Fine lyrics sound even better with an instrument as supple and emotionally versatile as Bergquist’s voice, seamlessly complemented by Detweiler’s backing vocals on several songs, plus a back-and-forth duet on “All Over Ohio.” As a whole, the album’s sound is notably sparer than Over the Rhine’s other cooperative effort with producer, Joe Henry: less sonic ambiance, more pared-down music making with touches of accordion, mandolin, and Bergquist’s tenor guitar. Henry’s light touch offers listeners a summer night of front porch music, assuming your front porch has room for a few well-chosen session musicians.

Over the Rhine’s music digs as deeply into the American tradition as their words, yielding yet another paradox: these new tunes, so specific to location and time, don’t so much echo their musical roots as embody them. From the bluesy “Baby if this is Nowhere,” through the spirited “Gonna let my Soul Catch my Body,” to the dark and moody, “Sacred Ground,” these tunes sound old in the best possible way: cold, fresh water from deep artesian wells.

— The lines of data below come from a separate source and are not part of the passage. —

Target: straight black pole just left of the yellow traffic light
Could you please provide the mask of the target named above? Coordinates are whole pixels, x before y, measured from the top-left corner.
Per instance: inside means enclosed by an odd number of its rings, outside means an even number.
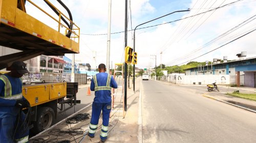
[[[125,18],[124,18],[124,47],[127,46],[127,7],[128,0],[125,0]],[[127,63],[124,62],[124,111],[127,110]]]

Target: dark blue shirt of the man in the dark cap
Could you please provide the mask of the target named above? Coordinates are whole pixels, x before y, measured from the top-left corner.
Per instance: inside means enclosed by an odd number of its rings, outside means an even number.
[[[4,74],[10,81],[12,87],[12,95],[22,93],[22,81],[19,78],[11,77]],[[0,79],[0,96],[5,97],[5,83]],[[25,98],[23,97],[23,100]],[[16,100],[8,100],[0,98],[0,118],[17,116],[19,108],[15,107]]]

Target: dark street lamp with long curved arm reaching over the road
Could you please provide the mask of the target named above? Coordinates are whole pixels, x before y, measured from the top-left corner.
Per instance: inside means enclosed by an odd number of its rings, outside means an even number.
[[[155,19],[152,19],[150,21],[147,21],[147,22],[144,22],[138,26],[135,27],[134,29],[134,33],[133,33],[133,51],[135,52],[135,31],[136,31],[136,28],[139,27],[139,26],[142,26],[144,25],[145,23],[148,23],[148,22],[151,22],[151,21],[154,21],[154,20],[157,20],[159,18],[162,18],[164,16],[167,16],[167,15],[170,15],[170,14],[173,14],[173,13],[176,13],[176,12],[184,12],[184,11],[190,11],[189,9],[188,10],[179,10],[179,11],[175,11],[175,12],[172,12],[172,13],[169,13],[169,14],[165,14],[161,17],[158,17],[158,18],[155,18]],[[135,64],[133,65],[133,75],[135,75]],[[135,92],[135,76],[133,76],[133,91]]]

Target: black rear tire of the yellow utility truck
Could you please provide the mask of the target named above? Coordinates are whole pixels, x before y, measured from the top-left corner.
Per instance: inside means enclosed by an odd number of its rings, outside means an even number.
[[[36,122],[33,132],[39,133],[51,127],[54,119],[54,111],[51,107],[41,107],[37,110]]]

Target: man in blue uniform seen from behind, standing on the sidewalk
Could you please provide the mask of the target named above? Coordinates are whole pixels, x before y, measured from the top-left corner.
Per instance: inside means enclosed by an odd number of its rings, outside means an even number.
[[[94,137],[98,128],[99,116],[102,110],[102,127],[100,139],[104,142],[108,138],[109,118],[111,111],[111,89],[117,88],[113,76],[105,73],[105,64],[98,66],[99,73],[93,76],[90,89],[95,91],[95,98],[92,105],[92,117],[90,122],[89,136]]]

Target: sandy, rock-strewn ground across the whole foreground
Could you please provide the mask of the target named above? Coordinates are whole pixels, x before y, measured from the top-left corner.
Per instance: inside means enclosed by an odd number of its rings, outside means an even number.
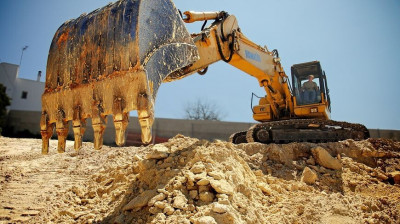
[[[50,144],[0,137],[0,223],[400,223],[399,142]]]

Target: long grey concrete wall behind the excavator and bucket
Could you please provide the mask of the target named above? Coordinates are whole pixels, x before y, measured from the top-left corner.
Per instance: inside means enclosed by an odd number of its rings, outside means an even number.
[[[14,132],[23,131],[26,129],[31,133],[39,135],[40,114],[40,112],[33,111],[10,111],[8,119],[9,125],[14,127]],[[108,125],[104,134],[104,143],[114,144],[115,131],[112,116],[108,116],[107,124]],[[157,118],[153,125],[153,135],[154,139],[156,139],[156,137],[168,139],[177,134],[183,134],[185,136],[191,136],[199,139],[228,140],[232,133],[247,130],[249,127],[251,127],[251,125],[252,123]],[[71,127],[69,133],[72,139],[73,132]],[[138,138],[133,139],[133,142],[140,141],[139,134],[140,126],[138,119],[136,117],[130,117],[127,128],[127,141],[129,141],[129,138]],[[370,134],[372,138],[389,138],[400,141],[400,130],[370,129]],[[92,139],[93,129],[91,128],[91,119],[88,119],[84,141],[92,141]]]

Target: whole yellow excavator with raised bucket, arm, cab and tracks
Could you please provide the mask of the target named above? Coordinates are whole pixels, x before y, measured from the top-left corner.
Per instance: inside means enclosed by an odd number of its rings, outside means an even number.
[[[201,32],[189,34],[185,23],[197,21],[203,22]],[[208,27],[207,21],[212,22]],[[142,142],[149,143],[161,83],[205,74],[221,60],[256,78],[266,92],[252,107],[260,123],[232,134],[231,142],[369,137],[363,125],[330,120],[320,62],[293,65],[290,85],[278,51],[246,38],[235,16],[224,11],[182,14],[170,0],[120,0],[65,22],[54,35],[42,95],[42,153],[48,153],[54,127],[58,152],[65,151],[69,121],[79,149],[87,118],[92,119],[94,148],[100,149],[107,115],[113,115],[116,144],[124,145],[132,110],[138,113]]]

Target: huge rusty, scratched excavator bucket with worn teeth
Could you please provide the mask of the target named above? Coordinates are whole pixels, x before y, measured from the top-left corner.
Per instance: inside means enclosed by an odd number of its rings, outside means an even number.
[[[87,118],[100,149],[107,115],[113,115],[116,144],[124,145],[132,110],[149,143],[160,84],[196,60],[197,48],[170,0],[121,0],[65,22],[47,61],[42,153],[48,153],[54,128],[58,151],[65,151],[69,121],[79,149]]]

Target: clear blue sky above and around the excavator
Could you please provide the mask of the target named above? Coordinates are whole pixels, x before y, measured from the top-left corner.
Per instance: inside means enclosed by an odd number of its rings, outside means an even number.
[[[20,77],[46,71],[51,40],[68,19],[109,0],[0,1],[0,61],[19,64]],[[328,76],[332,119],[368,128],[400,129],[400,1],[398,0],[175,0],[182,11],[224,10],[242,32],[278,49],[286,73],[292,64],[319,60]],[[190,32],[201,23],[188,25]],[[205,76],[161,85],[156,117],[183,118],[184,106],[202,98],[218,105],[224,120],[253,122],[250,97],[264,91],[251,76],[219,62]]]

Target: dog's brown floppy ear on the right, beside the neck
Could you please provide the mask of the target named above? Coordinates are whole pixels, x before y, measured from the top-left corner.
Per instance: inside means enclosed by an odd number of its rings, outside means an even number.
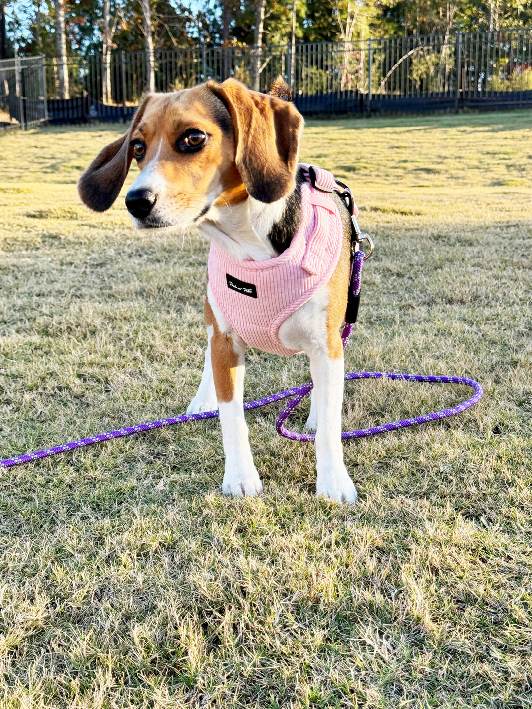
[[[303,116],[293,104],[250,91],[236,79],[207,86],[225,104],[235,132],[235,163],[245,189],[275,202],[295,187]]]

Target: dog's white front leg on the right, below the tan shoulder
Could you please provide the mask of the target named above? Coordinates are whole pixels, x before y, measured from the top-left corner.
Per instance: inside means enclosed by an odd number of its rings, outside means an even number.
[[[334,349],[336,357],[331,357],[331,352],[321,347],[309,351],[317,414],[316,494],[342,503],[355,501],[357,491],[343,462],[341,342]]]

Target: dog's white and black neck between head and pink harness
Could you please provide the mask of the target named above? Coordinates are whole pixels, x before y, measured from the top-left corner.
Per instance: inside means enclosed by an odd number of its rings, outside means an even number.
[[[235,206],[213,206],[199,232],[238,261],[267,261],[286,250],[301,218],[299,184],[288,196],[265,204],[248,196]]]

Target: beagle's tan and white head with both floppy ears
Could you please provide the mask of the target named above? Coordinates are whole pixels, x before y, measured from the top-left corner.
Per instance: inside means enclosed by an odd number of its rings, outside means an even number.
[[[211,206],[248,195],[274,202],[294,189],[302,127],[292,104],[235,79],[148,94],[126,135],[84,172],[79,195],[94,211],[109,209],[134,158],[140,174],[126,206],[138,228],[198,223]]]

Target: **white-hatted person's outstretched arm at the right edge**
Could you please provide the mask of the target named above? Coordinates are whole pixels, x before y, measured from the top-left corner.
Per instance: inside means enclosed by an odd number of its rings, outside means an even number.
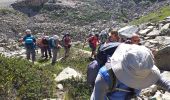
[[[164,90],[170,92],[170,80],[166,80],[164,79],[163,77],[161,77],[157,83],[156,83],[157,86],[160,86],[162,87]]]

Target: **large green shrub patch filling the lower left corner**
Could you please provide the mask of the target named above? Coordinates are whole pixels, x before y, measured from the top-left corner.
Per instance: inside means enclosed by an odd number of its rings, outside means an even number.
[[[51,71],[21,58],[0,55],[0,97],[6,99],[43,99],[55,89]]]

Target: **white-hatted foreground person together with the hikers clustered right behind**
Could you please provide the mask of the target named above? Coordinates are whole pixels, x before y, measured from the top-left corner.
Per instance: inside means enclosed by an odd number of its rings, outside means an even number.
[[[142,100],[141,90],[153,84],[170,92],[170,80],[160,75],[153,51],[141,45],[137,33],[122,38],[112,30],[90,34],[86,41],[94,43],[89,43],[94,59],[87,67],[87,82],[93,89],[90,100]]]

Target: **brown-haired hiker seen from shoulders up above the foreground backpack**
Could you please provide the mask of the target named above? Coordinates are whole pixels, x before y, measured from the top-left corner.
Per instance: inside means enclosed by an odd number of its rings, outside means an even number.
[[[108,37],[106,43],[109,43],[109,42],[118,42],[119,39],[120,39],[120,37],[118,35],[118,32],[116,30],[112,30],[109,33],[109,37]]]

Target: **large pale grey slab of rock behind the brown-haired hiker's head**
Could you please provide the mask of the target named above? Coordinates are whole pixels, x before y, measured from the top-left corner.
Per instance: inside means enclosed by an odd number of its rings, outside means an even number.
[[[139,28],[137,26],[126,26],[118,30],[118,33],[122,38],[131,38],[138,30]]]

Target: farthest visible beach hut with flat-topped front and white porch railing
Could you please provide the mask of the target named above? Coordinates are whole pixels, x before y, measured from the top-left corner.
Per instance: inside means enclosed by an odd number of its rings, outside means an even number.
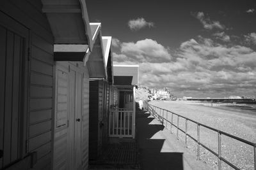
[[[109,137],[135,138],[135,89],[138,65],[114,65],[115,107],[109,115]]]

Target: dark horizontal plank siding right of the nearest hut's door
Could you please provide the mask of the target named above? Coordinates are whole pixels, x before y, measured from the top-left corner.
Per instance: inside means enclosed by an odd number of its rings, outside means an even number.
[[[53,41],[49,42],[41,36],[35,31],[31,32],[28,129],[28,152],[37,152],[35,167],[38,169],[51,164],[54,108]]]

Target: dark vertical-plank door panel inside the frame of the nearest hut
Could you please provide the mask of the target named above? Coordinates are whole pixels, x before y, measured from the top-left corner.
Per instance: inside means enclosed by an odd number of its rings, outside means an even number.
[[[13,21],[14,22],[14,21]],[[0,168],[22,157],[22,76],[25,38],[0,25]]]

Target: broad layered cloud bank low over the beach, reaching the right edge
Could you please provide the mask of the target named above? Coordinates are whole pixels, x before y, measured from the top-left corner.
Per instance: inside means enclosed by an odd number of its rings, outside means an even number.
[[[145,51],[140,41],[129,46],[136,46],[132,55]],[[179,97],[255,94],[256,52],[246,46],[221,45],[212,39],[198,36],[181,43],[172,53],[172,60],[157,62],[147,57],[131,59],[129,52],[131,50],[127,50],[125,54],[113,53],[114,60],[116,64],[139,63],[140,85],[169,87],[172,93]]]

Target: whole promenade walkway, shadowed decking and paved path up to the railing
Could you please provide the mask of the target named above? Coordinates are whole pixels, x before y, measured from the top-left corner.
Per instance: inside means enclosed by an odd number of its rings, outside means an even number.
[[[136,139],[114,141],[90,169],[211,169],[145,111],[136,110]]]

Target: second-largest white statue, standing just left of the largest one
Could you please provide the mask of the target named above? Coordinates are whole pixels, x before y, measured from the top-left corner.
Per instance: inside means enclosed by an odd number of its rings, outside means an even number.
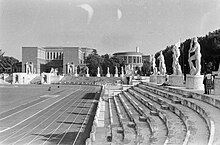
[[[172,63],[173,74],[182,75],[182,70],[179,64],[180,50],[176,45],[174,45],[172,48],[172,52],[173,52],[173,63]]]

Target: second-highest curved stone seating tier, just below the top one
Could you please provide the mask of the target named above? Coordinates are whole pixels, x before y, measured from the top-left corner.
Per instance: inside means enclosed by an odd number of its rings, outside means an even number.
[[[140,84],[138,87],[146,90],[149,96],[156,96],[162,101],[172,104],[187,116],[185,123],[190,131],[189,142],[191,144],[211,144],[213,142],[213,121],[207,116],[206,111],[185,98],[164,92],[156,87]],[[179,103],[179,104],[177,104]]]

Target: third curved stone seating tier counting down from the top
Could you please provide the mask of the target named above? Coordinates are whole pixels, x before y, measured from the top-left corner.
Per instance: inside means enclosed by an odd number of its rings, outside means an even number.
[[[164,120],[164,123],[167,124],[168,127],[168,137],[166,142],[168,144],[183,144],[186,137],[186,125],[183,121],[185,116],[181,111],[177,112],[177,108],[175,108],[177,114],[172,112],[171,108],[174,106],[163,102],[162,100],[158,101],[158,98],[152,99],[152,97],[146,97],[145,91],[140,88],[134,87],[133,89],[128,90],[133,96],[135,96],[141,103],[146,104],[152,110],[156,110],[159,114],[164,114],[166,117],[161,117]],[[155,101],[154,101],[155,100]],[[160,109],[161,108],[161,109]],[[175,122],[175,123],[173,123]]]

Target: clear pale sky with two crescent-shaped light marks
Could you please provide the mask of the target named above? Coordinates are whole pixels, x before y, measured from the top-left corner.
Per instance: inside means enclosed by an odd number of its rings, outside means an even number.
[[[220,29],[220,0],[0,0],[0,49],[91,47],[151,55]]]

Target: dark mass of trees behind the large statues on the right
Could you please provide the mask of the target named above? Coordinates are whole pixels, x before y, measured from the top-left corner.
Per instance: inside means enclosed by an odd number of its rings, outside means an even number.
[[[184,74],[189,74],[189,64],[188,64],[188,52],[190,48],[191,39],[186,39],[181,43],[180,47],[180,57],[179,62],[181,65],[182,72]],[[212,62],[212,70],[217,70],[218,65],[220,63],[220,29],[210,32],[208,35],[204,37],[199,37],[198,42],[201,47],[201,72],[206,71],[209,62]],[[163,55],[165,58],[165,64],[168,74],[172,74],[172,46],[167,46],[165,50],[163,50]],[[159,56],[159,52],[155,54],[157,58]],[[158,66],[158,60],[156,60],[156,66]]]

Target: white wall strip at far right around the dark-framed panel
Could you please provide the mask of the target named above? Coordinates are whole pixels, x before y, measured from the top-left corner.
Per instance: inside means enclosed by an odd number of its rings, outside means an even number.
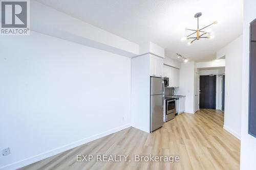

This reminds me of an observation The Band’s Robbie Robertson once shared with music writer and cultural critic, Griel Marcus. When Bob Dylan rented a house in 1967 in upstate New York (aka “Big Pink”) to work on what would later become The Basement Tapes, with a group of musicians who would themselves become The Band, Dylan immersed himself in the musical tradition as much as the place. Robertson remembered how difficult it was, during those heady weeks together, to distinguish Dylan’s just-written songs from ones he’d heard on dusted-off records from the 1930s:  “He would pull those songs out of nowhere. We didn’t know if he wrote them or remembered them. When he sang them, you couldn’t tell.”

The nowhere Bergquist and Detweiler pull their songs from is the tradition they’ve immersed themselves in for more than two decades. It’s also a farm in Highland County, Ohio, the home they frequently leave to share in live performance what that place has given them. The contradiction is familiar. Wendell Berry, the premier living champion of American localism, notes with self-deprecating irony how often he travels around the country telling people they ought to stay home. Live music demands touring, what Robbie Robertson – himself a figure of many personal and professional contradictions – called “…a goddamn impossible way of life.”

Impossible or not, musicians keep at it for all sorts of reasons. Detweiler says he and Bergquist bought their farmhouse “for a song,” and it’s surely songs – live and recorded – that enable them to live there, consult what Alexander Pope called “the genius of the place,” and turn its slow revelations into music. I suggest, then, that whether you’re new to the music of Over the Rhine or longtime fans, give Meet Me at the End of the World a good, long listen. If possible, catch their show if they perform nearby. Stir into the mix some Wendell Berry. Add voices from the American localist tradition to taste. Cover and simmer a good, long while you drink in the sounds of the place you call home. Keep quiet. Open your eyes. Pay attention. And whenever you hear it calling your name, take another “swig of a little kickass beauty.”